We feel the glory of that triumphant moment, 50 years ago, all the more because of all the other occasions when we have failed to win.

There’s a phrase in football that I really hate. It used to be “Thirty years of hurt”. Each time the England team crashes out of a major tournament it gets regurgitated with extra years added. Rather predictably, when England lost to Iceland in Euro 2016, it became “Fifty years of hurt”. We’ve never won the European Championship and in 17 attempts to win the World Cup we have only won once. I’m going to tell you why that’s a record to cherish.

I was seven in 1966. Our telly was broken so I had to watch the World Cup final with a neighbour. I sat squeezed on my friend Colin’s settee as his dad cheered on England with phrases like “Sock it to them Bobby”, as old fashioned now as a football rattle. When England took the lead for the second time I remember thinking, what will it feel like, when we English are actually Champions of the World. Not long after I knew. It felt good.

Wembley Stadium, 30 July 1966, was our only ever World Cup win. But let’s imagine what it would be like if, as with our rivals, we’d won it many times? Brazil have been World Champions on five occasions, Germany four, and Italy four. Most England fans would be “over the moon” if they could boast a similarly glorious record. They’re wrong. I believe it’s wonderful that we’ve only triumphed once. We all share that one single powerful memory. Sometimes in life less is definitely more.

Something extraordinary has happened. Few of us are even old enough to remember, but somehow, we all know everything that happened that day. Even if you care little about the beautiful game, I’m going to bet that you can recall as many as five iconic moments from 50 years ago. You will have clearly in your mind the BBC commentator Kenneth Wolstenholme’s famous lines, as Geoff Hurst tore down the pitch to score his hat-trick: “Some people are on the pitch. They think it’s all over. It is now”. And it was. 4 - 2 to England against West Germany. Thirty minutes earlier the Germans had equalised in the dying moments of the second half to take the game to extra time.

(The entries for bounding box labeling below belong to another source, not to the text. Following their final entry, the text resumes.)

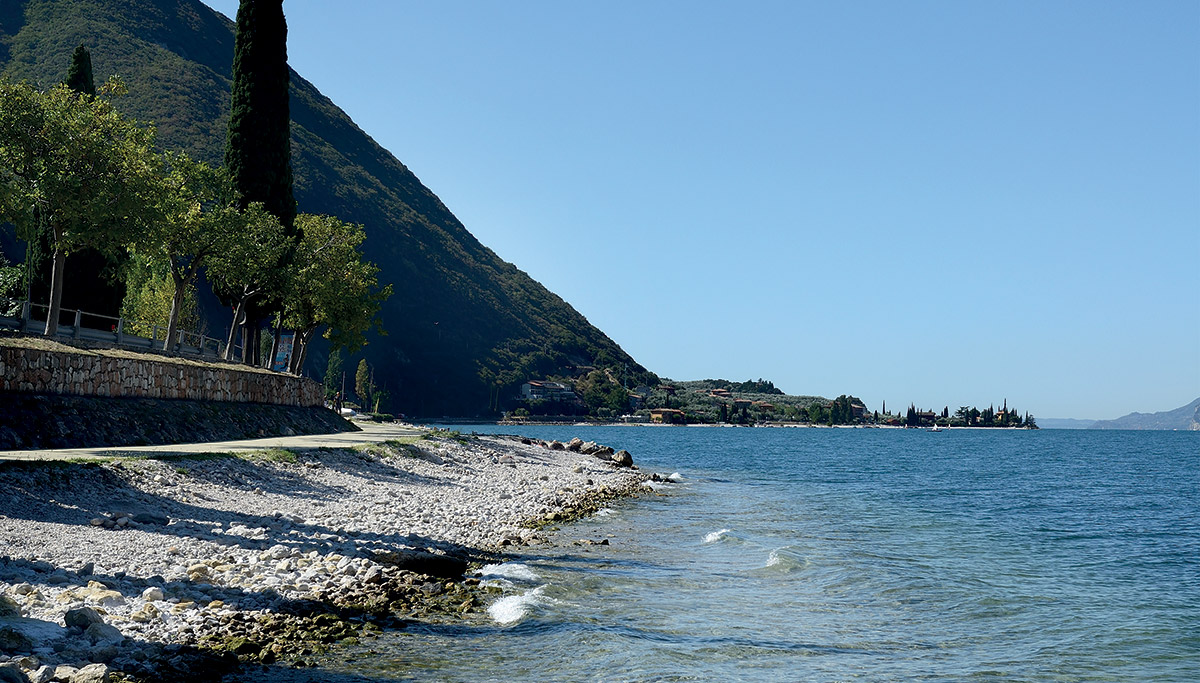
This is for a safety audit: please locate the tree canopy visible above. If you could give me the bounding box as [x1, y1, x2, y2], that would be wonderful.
[0, 80, 160, 335]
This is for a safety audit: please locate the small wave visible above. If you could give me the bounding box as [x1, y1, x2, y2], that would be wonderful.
[704, 529, 733, 545]
[763, 546, 809, 574]
[479, 562, 541, 581]
[487, 586, 553, 624]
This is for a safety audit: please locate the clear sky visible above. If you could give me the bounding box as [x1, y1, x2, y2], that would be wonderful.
[206, 0, 1200, 419]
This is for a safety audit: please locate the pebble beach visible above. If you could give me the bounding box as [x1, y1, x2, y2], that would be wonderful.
[0, 432, 646, 683]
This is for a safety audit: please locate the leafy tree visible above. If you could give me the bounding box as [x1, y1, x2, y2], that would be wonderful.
[354, 358, 379, 411]
[121, 257, 200, 337]
[0, 248, 22, 316]
[134, 155, 241, 351]
[283, 214, 391, 371]
[224, 0, 296, 234]
[0, 82, 158, 335]
[208, 203, 292, 365]
[324, 348, 346, 396]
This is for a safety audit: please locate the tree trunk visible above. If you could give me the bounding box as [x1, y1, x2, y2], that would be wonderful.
[266, 317, 282, 372]
[162, 272, 184, 352]
[288, 328, 317, 375]
[224, 301, 246, 360]
[46, 238, 67, 337]
[241, 314, 260, 367]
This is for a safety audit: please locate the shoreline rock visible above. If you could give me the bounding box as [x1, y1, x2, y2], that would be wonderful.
[0, 435, 644, 683]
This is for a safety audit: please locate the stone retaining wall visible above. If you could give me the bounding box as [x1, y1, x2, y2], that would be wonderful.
[0, 347, 324, 406]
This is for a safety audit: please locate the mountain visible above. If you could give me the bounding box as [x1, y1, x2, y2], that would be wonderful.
[1038, 418, 1096, 430]
[1091, 399, 1200, 431]
[0, 0, 656, 417]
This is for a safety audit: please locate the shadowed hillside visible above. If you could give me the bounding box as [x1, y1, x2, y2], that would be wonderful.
[0, 0, 653, 415]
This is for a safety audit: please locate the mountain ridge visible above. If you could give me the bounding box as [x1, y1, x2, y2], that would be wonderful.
[0, 0, 653, 415]
[1088, 399, 1200, 431]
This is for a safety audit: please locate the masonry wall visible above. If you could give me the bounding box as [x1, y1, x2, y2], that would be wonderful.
[0, 347, 324, 407]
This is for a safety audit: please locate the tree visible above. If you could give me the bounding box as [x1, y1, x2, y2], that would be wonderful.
[62, 46, 96, 97]
[0, 82, 158, 336]
[208, 203, 292, 365]
[134, 155, 241, 351]
[282, 214, 391, 372]
[224, 0, 296, 235]
[354, 358, 377, 411]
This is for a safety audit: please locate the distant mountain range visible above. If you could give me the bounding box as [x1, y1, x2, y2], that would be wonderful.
[0, 0, 658, 417]
[1088, 399, 1200, 431]
[1038, 418, 1096, 430]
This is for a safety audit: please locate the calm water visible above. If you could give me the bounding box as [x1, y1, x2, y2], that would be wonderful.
[285, 427, 1200, 681]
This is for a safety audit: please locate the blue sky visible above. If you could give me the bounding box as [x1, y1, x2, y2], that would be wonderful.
[201, 0, 1200, 419]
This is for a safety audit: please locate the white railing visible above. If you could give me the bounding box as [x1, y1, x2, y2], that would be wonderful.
[0, 296, 240, 358]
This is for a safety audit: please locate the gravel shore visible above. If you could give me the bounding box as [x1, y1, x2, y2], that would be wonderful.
[0, 433, 644, 683]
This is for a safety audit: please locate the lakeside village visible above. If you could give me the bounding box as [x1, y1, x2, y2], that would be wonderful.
[504, 373, 1037, 429]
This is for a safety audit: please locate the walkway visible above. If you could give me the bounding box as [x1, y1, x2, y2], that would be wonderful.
[0, 421, 424, 461]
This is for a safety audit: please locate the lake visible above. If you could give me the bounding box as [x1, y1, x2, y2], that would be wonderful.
[276, 426, 1200, 682]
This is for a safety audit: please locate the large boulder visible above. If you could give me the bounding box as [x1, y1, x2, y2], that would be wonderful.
[0, 627, 34, 654]
[62, 607, 104, 633]
[0, 663, 29, 683]
[70, 664, 112, 683]
[374, 550, 467, 579]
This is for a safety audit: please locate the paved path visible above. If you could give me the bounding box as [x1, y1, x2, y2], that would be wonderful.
[0, 421, 422, 460]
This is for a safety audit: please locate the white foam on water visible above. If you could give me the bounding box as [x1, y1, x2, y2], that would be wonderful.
[487, 586, 553, 624]
[479, 562, 541, 581]
[704, 529, 733, 544]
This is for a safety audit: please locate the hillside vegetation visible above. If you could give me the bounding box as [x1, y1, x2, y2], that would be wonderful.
[0, 0, 656, 415]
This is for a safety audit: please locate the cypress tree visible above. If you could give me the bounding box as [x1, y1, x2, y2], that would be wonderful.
[224, 0, 299, 365]
[224, 0, 296, 234]
[57, 46, 125, 317]
[62, 46, 96, 97]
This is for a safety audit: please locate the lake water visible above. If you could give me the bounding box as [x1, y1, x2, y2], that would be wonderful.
[285, 427, 1200, 682]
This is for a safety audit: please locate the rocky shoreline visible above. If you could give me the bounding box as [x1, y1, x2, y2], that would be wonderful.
[0, 432, 647, 683]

More drama we all share: Geoff Hurst’s second goal. Or the goal that wasn’t, as technology has since, I think, conclusively proved. The shot that crashed off the cross bar and did or didn’t cross the line. Of course, even if you weren’t alive at the time, you will know that the linesman, one Tofiq Bakhramov, from Azerbaijan (often incorrectly referred to as “Russian”) could speak not a word of English, signalled it as a goal.

Then there’s the England Captain, the oh-so-young and handsome Bobby Moore. The very embodiment of the era. You can picture him now wiping his muddy hands on his white shorts before he shakes hands with a youthful Queen Elizabeth. Later you see him lifted aloft by his team mates holding the small golden Jules Rimet trophy.

How incredible, how simply marvellous that as a nation we share such golden memories. How sad for the Brazilians and Germans. Their more numerous triumphs are dissipated through the generations. In those countries each generation will remember each victory but not with the intensity with which we English still celebrate 1966. It’s as if sex was best the first time. The first cut is the deepest.

On Colin’s dad’s TV the pictures were black and white and so were the flags. Recently I looked at the full colour Pathe newsreel of the game. It’s the red, white and blue of the Union Jack that dominates. The red cross of Saint George didn’t really come into prominence until the Nineties. The left don’t like flags much, unless they’re “deepest red”. Certainly not the Union Flag. It smacks of imperialism perhaps. In 1966 we didn’t seem to know if we were English or British. Maybe there was, and still is, something admirable and casual about not knowing who we are or what is our proper flag. 

Twelve years later I’m in Cuba at the “World Festival of Youth” – the only occasion I’ve represented my country. It was my chance to march into a stadium under my nation’s flag. Sadly, it never happened as my fellow delegates argued for hours over what, if any, flag we British should walk behind. The delegation leaders – you will have heard of them now, but they were young and unknown then – Peter Mandelson, Trevor Phillips and Charles Clarke, had to find a way out of this impasse. In the end, each delegation walked into the stadium behind their flag, except the British. Poor Mandelson stood alone for hours holding Union Jack, sweltering in the tropical sun. No other country seemed to have a problem with their flag. I guess theirs speak of revolution; ours of colonialism.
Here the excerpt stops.